I'm old enough to remember and decry the mass closings of public mental institutions after the genius ACLU fought so hard against their horrors that severely ill people were dumped on the street to enjoy their individual liberties.

But any of us who've read anything at all of history knows that incarceration for madness is a favored tool of totalitarian systems and their bastard spawn too.

There will never be a permanent solution to the problems inherent in any society run by human beings.

And it's not helpful, of course, to note that reducing the dreadful toll of mental illness begins in the grandparents' generation. Healthy well-nourished people not deficient in essential nutrients at the time they conceive children confers a huge advantage from the start in the hope of having reasonably stable and resilient offspring.

Of course we need many more excellent detox services and supportive housing facilities. But you could build a million and you won't solve the problem of people so intractably ill that no solution lasts for long.

And services that switch addicts from one life-long dependency to another i.e. methadone and suboxone maintenance programs--keep addicts attached to that life forever, with the same associates so toxic for them to mix with in the first place.

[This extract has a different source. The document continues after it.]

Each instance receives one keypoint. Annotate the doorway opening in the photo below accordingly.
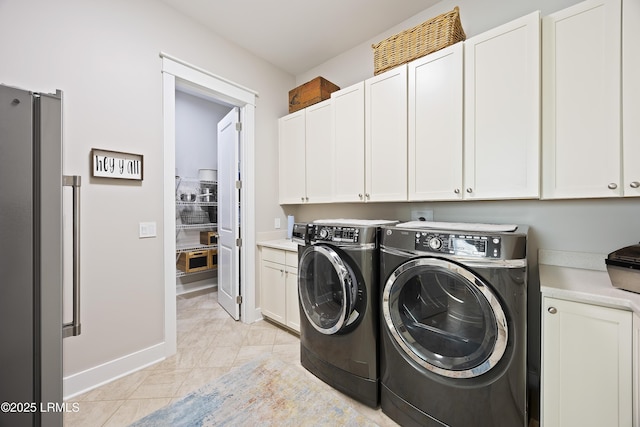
(184, 77)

There's a very sad truth here. People unwilling to fight for their own lives can't be helped by others. The percentage of addicts suffering from diagnosable severe conditions such as schizophrenia need to be institutionalized, because they haven't the ability to fight for themselves. The others can't be allowed to suck up all the energy and money and good intentions in the world that cannot save them from themselves.

(deleted duplicate of this comment)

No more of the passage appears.